Pilots tend to call in sick more when there isn't a disincentive, and we call in less when there is.

Example (I've been here awhile). After BK and all that mess, we negotiated huge concessions, to include a major change to our sick policy. It was a complex system and no one really understood it. But as my rep explained to me it ended up like this.

1. If you only called in sick once or twice a year, you would notice no change.

2. If you had a significant illness, injury, etc that had you out for weeks or more, you would indeed take a pay hit, but even that could be made up with a "rapid recharge" or some such slogan.

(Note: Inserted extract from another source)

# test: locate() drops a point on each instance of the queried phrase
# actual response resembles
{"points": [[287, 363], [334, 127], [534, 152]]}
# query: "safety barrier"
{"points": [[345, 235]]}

3. If you were the kind of pilot who called in sick once every month or two just because (insert reason), you would see a very big hit to your earnings.

Guess what? Sick leave declined a lot.

The system thankfully didn't last that long. Profitability returned, and a couple of years later, our negotiators wisely negotiated a return to, and even improvements to, our original sick leave system that we enjoy today.

"Shockingly" sick leave went right back to where it had been, traditionally.

"Flu season?" Please.
A bad flu season can easily double, triple, or quadruple sick calls from the baseline. Talk to anyone at AA or UA, and they’ll tell you that sick calls have surged there as well.

How is lookback any more of a hindrance than GFB? IMHO, GFB is the worse of the two because it can occur at a much lower threshold. Neither have ever stopped me from calling in sick though.

Every pilot here either allows their sick call behavior to be influenced by GFB / lookback, or they don’t. Nobody is significantly influenced by one form of verification but not the other.